Species Genomic DNA % Genome coverage
Listeria monocytogenes 89.1 94.8
Pseudomonas aeruginosa 8.9 4.2
Bacillus subtilis 0.89 0.7
Saccharomyces cerevisiae 0.89 0.23
Escherichia coli 0.089 0.058
Salmonella enterica 0.089 0.059
Lactobacillus fermentum 0.0089 0.015
Enterococcus faecalis 0.00089 0.001
Cryptococcus neoformans 0.00089 0.00015
Staphylococcus aureus 0.000089 0.0001

Differences between nanopore and illumina data

Elsewhere (see here)we have covered information about how to use your research question to guide your preference of platform (Illumina/Nanopore)when designing an experiment. However typically the equivalent question for metagenomics is whether to sequence the whole genome, or whether amplicon sequencing will be preferable.

For non-metagenomic analyses, you can choose to do either a reference based or de novo approach for assembly. This will be dependent on whether there is a reasonable reference for your organism.

However, for whole metagenome sequencing, reference genomes will exist that can be compared to organisms identified from your metagenome. However, this will be at the binning stage and a reference will not exist for your metagenome as a whole. Due to this, all of the assembly stages of the metagenome analysis pipeline are de novo. As a result, there is a bigger advantage to using long read sequencing over short read sequencing to assemble a metagenome if you were to choose only one method.

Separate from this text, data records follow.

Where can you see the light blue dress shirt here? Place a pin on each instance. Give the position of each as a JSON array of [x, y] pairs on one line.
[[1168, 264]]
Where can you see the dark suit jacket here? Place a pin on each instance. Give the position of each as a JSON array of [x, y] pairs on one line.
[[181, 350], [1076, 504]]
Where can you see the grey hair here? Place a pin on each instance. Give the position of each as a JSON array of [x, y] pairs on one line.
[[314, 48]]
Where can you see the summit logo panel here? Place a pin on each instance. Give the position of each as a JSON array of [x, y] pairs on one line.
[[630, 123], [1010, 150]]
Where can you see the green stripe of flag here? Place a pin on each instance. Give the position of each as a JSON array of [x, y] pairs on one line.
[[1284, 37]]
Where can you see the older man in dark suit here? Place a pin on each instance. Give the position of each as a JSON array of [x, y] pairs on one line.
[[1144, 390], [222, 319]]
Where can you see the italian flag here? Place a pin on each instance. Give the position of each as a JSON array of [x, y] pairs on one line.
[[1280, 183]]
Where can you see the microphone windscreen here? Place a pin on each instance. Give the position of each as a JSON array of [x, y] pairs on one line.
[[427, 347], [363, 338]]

This will be covered in the Genome Assembly section of this course. There are pros and cons to each using both long and short reads, and so using them in combination is usually the best method. These pros and cons are irrespective of the application.

However, for metagenome analysis, if you were to use only short read sequencing for the assembly you would end up with a much more fragmented assembly to work with.

  Short reads Long reads
Technologies Illumina Nanopore and pacbio
Number of reads generated 800 million paired end* Depends on read length, and instrument, but usually only 10s of thousands**
Base accuracy Very high Low
Ease of assembly Very difficult Easier
Format output files Fastq Fastq, Fast5
Read length 150-300bp Commonly 10-30kb***

* As of July 2022, the NextSeq 550 high-output system runs were capable of generating upto 800 million paired-end reads in one run

** There are different Nanopore instruments. The smaller instruments, like the minION, will generate far fewer reads. Larger instruments like the promethION will result in ~10-20k reads, but this will vary a lot between samples and their quality. They will never result in millions of reads like the Illumina platforms.

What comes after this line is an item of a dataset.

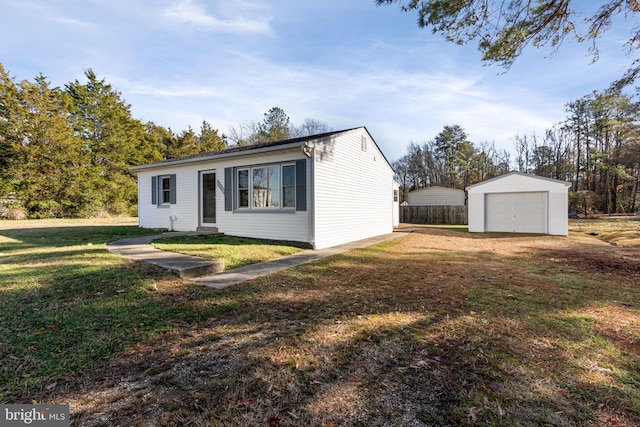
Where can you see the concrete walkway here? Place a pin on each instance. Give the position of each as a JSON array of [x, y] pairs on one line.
[[209, 272]]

*** The read length will vary based on the DNA extraction method. If the DNA is very fragmented it will not result in very long reads. In many metagenomes bead beating is required to lyse cells, and so read length will still be longer than Illumina but shorter than non-metagenomic samples sequenced.

Key Points

  • Genomics looks at the whole genome content of an organism

  • Metagenomes contain multiple organisms within one sample unlike genomic samples.

  • In metagenomes the organisms present are not usually present in the same abundance - except for mock communities.

  • We can identify the organisms present in a sample using either amplicon sequencing or whole metagenome sequencing. Amplicon sequencing is cheaper and quicker, however it also limits the amount of downstream analysis that can be done with the data.

  • Metagenomes can differ in their levels of complexity and this is determined by how many organisms are in the metagenome.

  • Difference platforms allow us to perform different analyses. The suitability depends on the question you are asking.